Does a quadratic log-likehood mean the MLE is (approximately) normally distributed? So, in the usual case, one can prove from the asymptotic normality of a maximum likelihood estimator that the corresponding log-likehood surface is quadratic near the MLE (e.g. in the proof of the correspondence between Fisher information and the variance of the MLE).
My question is, does the opposite hold necessarily? I.e. suppose I know that my log-likelihood surface is quadratic around the best fit: can I then infer that the corresponding MLE is (approximately) normally distributed?

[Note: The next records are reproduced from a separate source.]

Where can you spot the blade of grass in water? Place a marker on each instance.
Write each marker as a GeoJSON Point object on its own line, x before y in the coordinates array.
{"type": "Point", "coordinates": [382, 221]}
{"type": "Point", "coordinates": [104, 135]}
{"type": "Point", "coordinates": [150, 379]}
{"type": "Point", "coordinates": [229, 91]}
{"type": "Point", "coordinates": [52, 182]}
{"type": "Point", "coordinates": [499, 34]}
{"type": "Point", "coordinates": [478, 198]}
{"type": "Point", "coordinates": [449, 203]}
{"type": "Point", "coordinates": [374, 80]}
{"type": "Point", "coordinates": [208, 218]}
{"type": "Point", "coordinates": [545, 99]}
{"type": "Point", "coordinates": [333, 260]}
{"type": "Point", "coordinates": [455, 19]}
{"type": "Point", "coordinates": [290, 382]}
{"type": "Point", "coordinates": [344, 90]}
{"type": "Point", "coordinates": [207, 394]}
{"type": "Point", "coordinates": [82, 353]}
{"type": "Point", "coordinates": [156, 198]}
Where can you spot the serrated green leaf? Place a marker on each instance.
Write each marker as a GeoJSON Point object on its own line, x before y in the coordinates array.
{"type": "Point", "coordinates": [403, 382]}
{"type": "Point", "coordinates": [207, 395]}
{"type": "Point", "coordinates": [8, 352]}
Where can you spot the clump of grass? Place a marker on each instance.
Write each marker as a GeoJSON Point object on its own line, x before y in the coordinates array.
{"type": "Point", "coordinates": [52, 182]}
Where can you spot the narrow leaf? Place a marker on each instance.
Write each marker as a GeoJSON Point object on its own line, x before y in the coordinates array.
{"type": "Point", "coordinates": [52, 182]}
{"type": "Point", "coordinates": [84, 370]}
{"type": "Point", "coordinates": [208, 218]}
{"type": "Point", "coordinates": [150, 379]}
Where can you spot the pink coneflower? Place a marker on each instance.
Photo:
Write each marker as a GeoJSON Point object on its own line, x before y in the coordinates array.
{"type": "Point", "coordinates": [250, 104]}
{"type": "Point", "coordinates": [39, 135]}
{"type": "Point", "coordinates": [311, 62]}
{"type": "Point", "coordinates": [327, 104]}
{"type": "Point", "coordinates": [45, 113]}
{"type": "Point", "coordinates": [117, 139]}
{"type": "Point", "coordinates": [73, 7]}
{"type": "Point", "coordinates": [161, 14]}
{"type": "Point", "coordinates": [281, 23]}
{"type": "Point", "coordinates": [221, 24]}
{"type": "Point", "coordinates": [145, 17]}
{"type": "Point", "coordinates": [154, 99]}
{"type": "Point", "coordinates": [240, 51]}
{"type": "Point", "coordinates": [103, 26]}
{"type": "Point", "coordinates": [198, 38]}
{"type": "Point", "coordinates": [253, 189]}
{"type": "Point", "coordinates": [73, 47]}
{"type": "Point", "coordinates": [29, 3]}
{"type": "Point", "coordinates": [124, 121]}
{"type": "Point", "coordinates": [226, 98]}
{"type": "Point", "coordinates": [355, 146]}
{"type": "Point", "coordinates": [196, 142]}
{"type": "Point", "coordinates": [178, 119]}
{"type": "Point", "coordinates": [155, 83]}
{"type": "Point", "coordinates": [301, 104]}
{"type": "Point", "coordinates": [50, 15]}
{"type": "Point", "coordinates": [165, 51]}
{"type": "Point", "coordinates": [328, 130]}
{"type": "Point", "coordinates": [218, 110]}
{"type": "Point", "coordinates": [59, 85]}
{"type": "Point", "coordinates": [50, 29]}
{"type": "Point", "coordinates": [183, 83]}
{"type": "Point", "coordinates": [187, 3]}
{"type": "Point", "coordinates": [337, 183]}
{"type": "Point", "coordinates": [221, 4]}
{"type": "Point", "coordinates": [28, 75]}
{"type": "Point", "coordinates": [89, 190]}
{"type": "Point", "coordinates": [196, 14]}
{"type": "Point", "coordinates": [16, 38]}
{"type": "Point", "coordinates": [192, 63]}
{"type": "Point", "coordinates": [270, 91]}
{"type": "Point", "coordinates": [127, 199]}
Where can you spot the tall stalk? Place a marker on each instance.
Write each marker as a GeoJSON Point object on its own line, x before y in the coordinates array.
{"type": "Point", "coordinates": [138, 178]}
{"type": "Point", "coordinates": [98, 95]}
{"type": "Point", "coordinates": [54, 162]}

 A: If you are not working with the asymptotic case, that "around the best fit" is key; if functions are twice differentiable, they are "locally linear" and also "locally quadratic", which latter implies that the quadratic approximation is arbitrarily good as you shrink the region over which you are approximating towards any given point. 
This means that all twice-differentiable log likelihood surfaces are approximately quadratic in a sufficiently small region around the best fit.  Naturally this does not imply that the MLE is approximately (to any given degree) normally distributed, because, writing loosely, that "sufficiently small region" can be much smaller than the region in which the MLE might plausibly fall.  
If you are working with the asymptotic case, then things are different.  If, asymptotically, your log-likelihood surface becomes quadratic around the best fit, then the corresponding MLE is, as you suspect, asymptotically Normally distributed.  To see this,  note that (one of the) standard proofs of asymptotic Normality of the MLE involves taking a Taylor expansion of the log likelihood function and ignoring all terms above the second order term; see for example http://www.stat.cmu.edu/~larry/=stat705/Lecture9.pdf, page 8.  Obviously the validity of doing so requires that those terms actually be ignorable, i.e., that the log-likelihood surface becomes quadratic around the true parameter value as the sample size goes to $\infty$.